Il 2023 da questo punto di vista passerà però alla storia anche come l’anno del primo grande evento femminile globale capace di raggiungere il break even finanziario (anche se grazie in parte a situazioni non previste alla vigilia, come il cammino dell'Australia che ha spinto la vendita dei biglietti e l’interesse attorno alla manifestazione); l’anno del primo club, il Barcellona, capace di raggiungere con la propria sezione femminile l’agognato traguardo dell’autofinanziamento grazie a sponsor e ricavi dal botteghino; dei primi report Deloitte che ci raccontano di una Women’s Super League che nella stagione 2021-22 ha già raggiunto il 60% di risorse autogenerate rispetto alle spese complessive, una percentuale destinata a crescere nei prossimi anni; della plurititolata sezione femminile del Lione in procinto di essere acquistata da una visionaria imprenditrice americana, Michele Kang, che ha già dichiarato di volere un proprio stadio e un proprio centro d’allenamento per la squadra femminile; o da fondi d’investimento angloamericani specializzati nell’acquisto di club femminili.

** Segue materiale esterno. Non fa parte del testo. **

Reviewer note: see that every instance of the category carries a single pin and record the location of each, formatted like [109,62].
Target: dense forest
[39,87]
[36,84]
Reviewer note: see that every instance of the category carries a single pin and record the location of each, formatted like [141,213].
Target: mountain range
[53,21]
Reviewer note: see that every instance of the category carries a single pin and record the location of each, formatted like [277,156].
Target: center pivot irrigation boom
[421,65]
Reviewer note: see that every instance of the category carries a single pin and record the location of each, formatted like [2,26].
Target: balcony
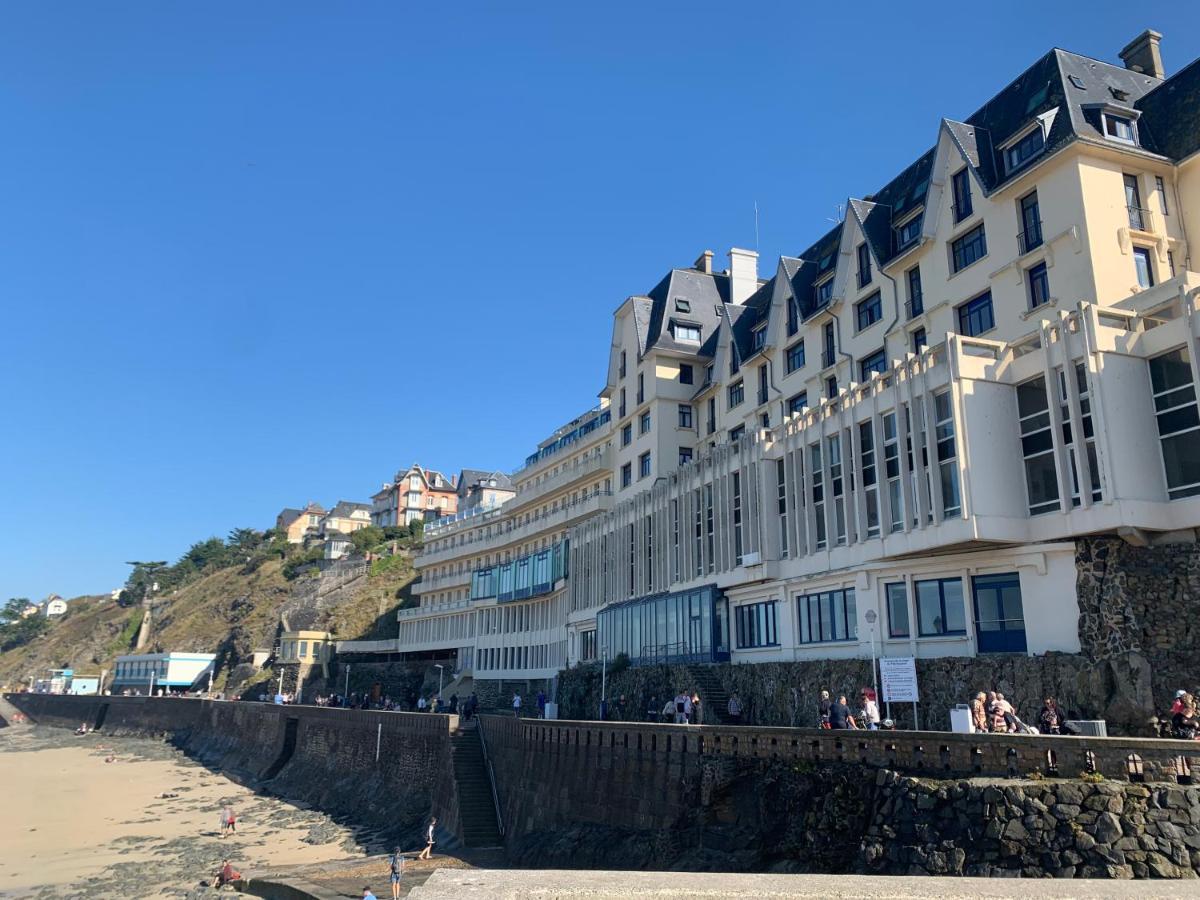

Nell’arco del prossimo ventennio ci sarà un sensibile aumento dei ricavi, il calcio femminile avrà una sua prima ricchezza da gestire, ed è lecito pensare che alla gestione politica di questa torta vorranno contribuire in maniera attiva molte delle calciatrici di oggi, facendo pesare il proprio ruolo dentro - e chissà, oltre - le istituzioni calcistiche tradizionali.